As a teacher of literature, it is these books that those who ran screaming into the hills away from English once their GCSEs were secured, feel able to discuss with you. Often, it seems polite to at least try. These texts, it seems, occupy a literary space akin to the social space of parenting: everyone’s been parented, thus everyone has an opinion on how to parent. Everybody’s read Pride and Prejudice, or, if they haven’t they can make a good enough show of it by having watched the BBC mini-series or Bridget Jones.
The time has come then for me to air my dirty laundry in virtual public: until very, very recently, I had not read To Kill a Mockingbird. Don’t ask me why; I’ve always had a thing for American literature and, as it turns out, I now have a thing for To Kill a Mockingbird.
I decided to bite the Harper Lee bullet early before half term because it seemed like the best choice (by reputation) to teach to my delightful and curious GCSE class. Half term arrived, I embarked on a train travel odyssey to Kent (babysitting an errant Labrador), turned to the first page and, for the first time in years, I read a book in a single day. A masterpiece in escalating tension, the story is compelling from the start. The narrative voice of young Scout Finch frames the central plot through the eyes of children imbuing the injustice of racial hatred and violence with fresh rawness 56 years later.
A few years ago, I started writing in the front of my books the time and place I began reading. Apart from trying to keep some sort of record of my reading life, this habit quite accidentally highlighted the impossibility of dissociating the books you read from the personal and political context in which you read them. A dear friend of mine recently commented that across the western world the values of tolerance and difference upon which mature democracies are founded are being tested like never before. The rhetoric that surrounded the Brexit campaign is testament to this; as is, of course, the outright racism and misogyny that US president-elect (words I can hardly believe I’m writing) Donald Trump has somehow been able to spew without consequence. Again in the UK, the appalling media response to the admission of child refugees is indicative of a society in which fear of the other has crept further and further back into the mainstream consciousness. The well-documented rise in racially motivated hate crimes speaks to the mentality of the mob and if there is an undercurrent of violence to this UK dynamic; in the US, such violence continues to be institutionalised and explicitly raced in the “numbing regularity” of police shootings of unarmed black men.

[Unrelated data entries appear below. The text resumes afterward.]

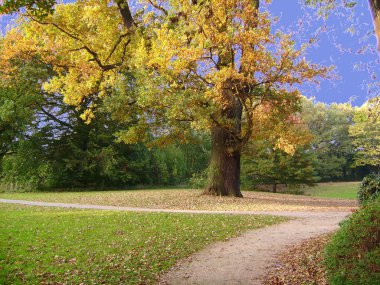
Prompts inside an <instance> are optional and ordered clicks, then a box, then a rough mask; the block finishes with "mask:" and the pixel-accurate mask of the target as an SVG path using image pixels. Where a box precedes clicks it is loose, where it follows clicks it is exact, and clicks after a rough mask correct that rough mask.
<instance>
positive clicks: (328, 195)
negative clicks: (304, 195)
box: [305, 182, 360, 200]
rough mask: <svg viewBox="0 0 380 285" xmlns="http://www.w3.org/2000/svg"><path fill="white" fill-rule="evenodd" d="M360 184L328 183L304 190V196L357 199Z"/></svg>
mask: <svg viewBox="0 0 380 285" xmlns="http://www.w3.org/2000/svg"><path fill="white" fill-rule="evenodd" d="M359 186H360V182H329V183H320V184H318V186H315V187H310V188H305V194H307V195H311V196H313V197H320V198H337V199H352V200H355V199H357V193H358V191H359Z"/></svg>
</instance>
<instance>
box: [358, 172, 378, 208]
mask: <svg viewBox="0 0 380 285" xmlns="http://www.w3.org/2000/svg"><path fill="white" fill-rule="evenodd" d="M379 195H380V173H378V174H370V175H368V176H366V177H364V179H363V181H362V184H361V185H360V189H359V192H358V200H359V202H360V204H363V203H365V202H367V201H370V200H374V199H375V198H376V197H378V196H379Z"/></svg>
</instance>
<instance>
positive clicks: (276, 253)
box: [0, 199, 350, 285]
mask: <svg viewBox="0 0 380 285" xmlns="http://www.w3.org/2000/svg"><path fill="white" fill-rule="evenodd" d="M0 203H12V204H23V205H32V206H45V207H64V208H79V209H97V210H119V211H139V212H172V213H194V214H198V213H199V214H211V213H212V214H270V215H278V216H290V217H296V218H297V219H293V220H291V221H289V222H286V223H282V224H279V225H275V226H271V227H266V228H263V229H259V230H254V231H249V232H247V233H245V234H243V235H241V236H239V237H236V238H233V239H230V240H228V241H225V242H218V243H215V244H213V245H211V246H209V247H207V248H206V249H204V250H202V251H200V252H198V253H196V254H194V255H192V256H191V257H189V258H187V259H185V260H181V261H180V262H178V264H177V265H176V266H175V267H173V268H172V269H171V270H170V271H169V272H167V273H165V274H164V275H163V276H162V278H161V279H160V281H159V284H165V285H181V284H194V285H195V284H196V285H233V284H247V285H248V284H249V285H256V284H258V285H259V284H262V279H263V278H264V276H265V273H266V272H267V268H268V267H269V266H270V265H271V264H273V262H275V257H276V256H277V255H278V254H279V253H280V252H282V251H284V250H286V249H287V248H288V247H289V246H291V245H294V244H297V243H300V242H302V241H304V240H306V239H309V238H311V237H314V236H318V235H320V234H323V233H327V232H330V231H334V230H335V229H337V228H338V224H339V222H340V221H341V220H343V219H344V218H345V217H346V216H348V215H349V214H350V213H348V212H252V211H251V212H237V211H218V212H214V211H195V210H165V209H146V208H133V207H116V206H99V205H81V204H68V203H48V202H32V201H23V200H10V199H0Z"/></svg>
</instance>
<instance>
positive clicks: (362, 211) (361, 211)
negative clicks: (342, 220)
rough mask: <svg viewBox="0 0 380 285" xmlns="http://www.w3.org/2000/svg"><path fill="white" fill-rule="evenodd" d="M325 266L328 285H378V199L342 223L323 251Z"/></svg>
mask: <svg viewBox="0 0 380 285" xmlns="http://www.w3.org/2000/svg"><path fill="white" fill-rule="evenodd" d="M325 263H326V269H327V276H328V279H329V281H330V284H332V285H343V284H344V285H377V284H380V283H379V281H380V198H377V199H375V200H374V201H372V202H371V203H367V204H366V205H365V206H363V208H361V209H360V210H359V211H358V212H356V213H354V214H353V215H352V216H351V217H350V218H349V219H348V220H346V221H345V222H344V223H342V225H341V228H340V229H339V231H338V232H337V233H336V234H335V235H334V236H333V238H332V241H331V242H330V243H329V244H328V245H327V247H326V256H325Z"/></svg>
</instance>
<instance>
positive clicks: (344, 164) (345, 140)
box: [301, 100, 356, 181]
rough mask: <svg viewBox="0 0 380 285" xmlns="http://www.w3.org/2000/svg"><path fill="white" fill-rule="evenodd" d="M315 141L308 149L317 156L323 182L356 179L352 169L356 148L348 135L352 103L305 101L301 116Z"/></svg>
mask: <svg viewBox="0 0 380 285" xmlns="http://www.w3.org/2000/svg"><path fill="white" fill-rule="evenodd" d="M301 116H302V119H303V121H304V122H305V123H306V124H307V125H308V128H309V129H310V131H311V133H312V134H313V136H314V139H313V141H312V143H311V147H310V149H309V151H310V152H312V153H313V154H314V155H315V157H316V165H315V170H316V172H317V175H318V176H319V177H320V180H322V181H334V180H344V179H353V178H356V176H355V175H356V173H355V170H354V169H353V168H352V167H351V166H352V165H353V162H354V153H355V148H354V146H353V145H352V138H351V137H350V136H349V128H350V126H351V125H352V123H353V116H354V109H353V108H352V106H351V104H349V103H345V104H335V103H334V104H331V105H328V104H325V103H319V102H317V103H314V102H312V101H309V100H305V101H304V102H303V109H302V113H301Z"/></svg>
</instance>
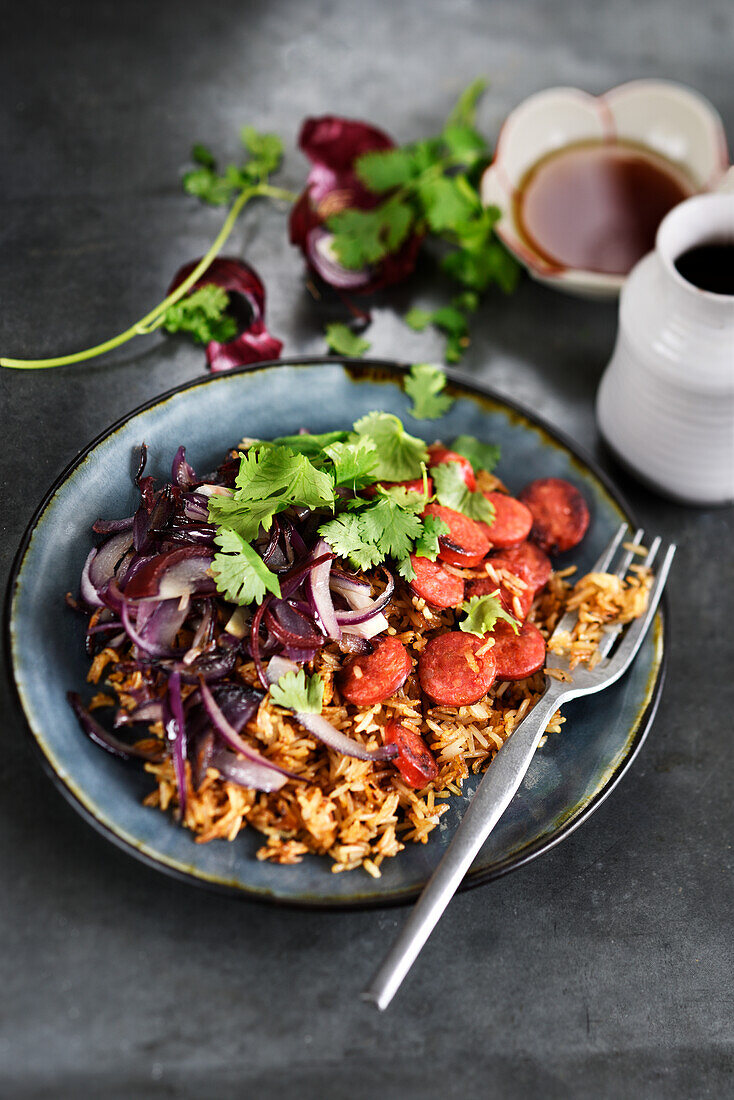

In the context of all this, To Kill a Mockingbird is importantly uncomfortable reading. The same friend recalled coming to it as a teenager and realising for the first time that “injustice truly existed in the world”. Coming to it as a thirty-year old the realisation is more that this particular brand of injustice still exists. Such a revelation should not come as a shock, but, reading such an acute depiction of an ugliness that remains familiar over half a decade since its publication jolts one’s perspective on human progress. It is important to clarify: I am not equating the state of affairs now with the state of affairs in 1960s America, progress has been made, I think. What hits home at this moment, when it feels like fear and hatred are winning, is how far there is still to go.
Further to this, a contemporary reading renders elements of the novel problematic: this story of racial injustice is fundamentally centred around the heroism and brilliance of a white man. Tom Robinson’s voice feels absent and though the characters of Calpurnia and the Reverend go some way to filling this gap, the story is still focused on white people and their actions. From a different margin, in a current culture where allegations of sexual assault are more often than not greeted with scepticism and suspicion, Mayella’s treatment in the court scene does not make comfortable reading. A reminder perhaps of the ways in which injustices intersect and complicate each other: Mayella can be seen as a racist young woman living in desperate poverty who is brutally beaten by her father as punishment for an act of sexual independence violating the racial codifications of her world. People are not one thing.
I felt both exhilarated and depressed at the end. There is a special energy that comes from the immersion of reading a novel in such a short time period, especially a novel so wrought with political and social significance. I cannot decide whether to risk reading Go Set a Watchman, the recently published sequel/prequel. There was a good deal of controversy preceding publication surrounding how much agency Harper Lee had in the decision to publish before she died. I’ve been doing some reading around it and I’m not sure, I don’t think I want to read an Atticus who is not steadfast in his principled tolerance. It makes me nervous. It may well take me another fifteen years to get around to it, and perhaps, in that time, we will have come even further in the combat of this particular mode of evil. Perhaps.